La merda, spettacolo pluripremiato la cui fama precede qualsivoglia tentativo esplicativo, al suo ulteriore sold out presso MTM Teatro Leonardo, è la realizzazione complessa di una duplicità che pone dinanzi all’imbarazzo più ardimentoso che esista: la scelta. Scegliere se, quello di Cristian Ceresoli, sia davvero uno spettacolo pregnante e sconvolgente, un testo avanguardista e realmente straordinario oppure una gradevole voce distonica fuori dal coro troppo intonato e piatto, talvolta carico di no sense, che il teatro (o dovrei dire non teatro?) ha rivelato essere nelle ultime programmazioni.

Scegliere è un po’ rinunciare. Va da sé che per naturale indole antropologica quasi nessuno sia abile nel farlo. Ma nessuno in molti casi, come questo, ci chiede di scegliere. Ci arrovelliamo nella amletica convinzione che l’espressione di un giudizio consista nella definizione moraleggiante dei concetti contrapposti di buono o cattivo, bello o brutto. Tante volte la valutazione richiede solo (solo?) la costatazione di una sensazione. Questa sì, non è mai rinuncia e detrimento ma affermazione di un sentimento. I sentimenti non sono sempre e per forza un sistema binario, sono ampolle di alchimisti, accolgono fino alla reazione sostanze differenti e divergenti.

Lo spettacolo di Ceresoli è nitida esemplificazione di questa forza che tiene uniti gli opposti. Da un lato, un testo, un messaggio che per definizione fa il teatro; dall’altro una attrice e la sua prova che necessità rende il teatro. Partendo da questo ultimo polo, in scena, Silvia Gallerano regala una prova d’attrice straordinaria. La sua interpretazione trionfante risulta vincolante alla riuscita ed essenza dello spettacolo stesso. La sua prova realizza la legge prodigiosa dell’attore che, nel dar vita al fantasma mitico, prodiga la sua stessa esigenza di creatura umana. Una giovane donna disadatta, piccola ma con cosce grandi proprie delle dee sporcaccione, racconta con voce ridicola ma confortante il delirio di essere, solo essere, al giorno d’oggi. La sua verità è bellezza. “È un Dio”, direbbe il mio vicino di poltrona. Ma che ne è del messaggio, del secondo polo, quello del testo di Ceresoli? Il teatro per essere, perifrasando Paolo Grassi, deve sì chiedersi quali sono le necessità del momento storico e deve occuparsi della vita. Impresa più ardimentosa, però, è la capacità del teatro, della messa in scena di non tradire nelle parole la sua intenzione. E forse in questo vi è dell’irrisolto. Cosce, cazzo, fama sono i tre atti inscenati. Solo l’ultimo presuppone un divenire, uno sviluppo che pare non compiersi realmente se non in una indigestione.

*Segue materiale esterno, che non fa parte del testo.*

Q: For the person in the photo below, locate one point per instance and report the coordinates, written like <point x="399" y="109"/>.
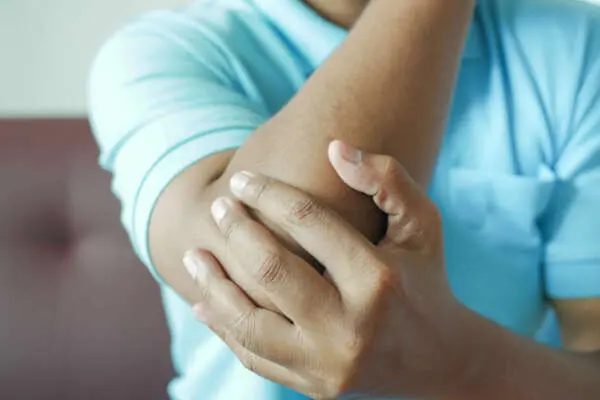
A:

Insomma, all’opera di Ceresoli sono imputabili onori ma anche (e con difficoltà, data la piacevolezza che accompagna una volta fuori dalla sala) dinieghi. I primi sono tutti residenti nella sua capacità di aver dato luogo a uno spettacolo in grado di creare riposo e non ozio, festa e non bieco divertimento attraverso la messa in scena di una scenografia vincente, di un’attrice prodigiosa, di un messaggio ispirato al vero.
Ma l’ispirazione al vero, e qui troviamo i dinieghi, ha incespicato nella trappola della traduzione, tradendo la resa della complessità in semplificazione piuttosto che semplicità.

La merda è una digestione. Produce un necessario processo di semplificazione che dona un senso di sazietà ma solo fino al prossimo appetito irrisolto.
Come a dire, alla prossima indigestione.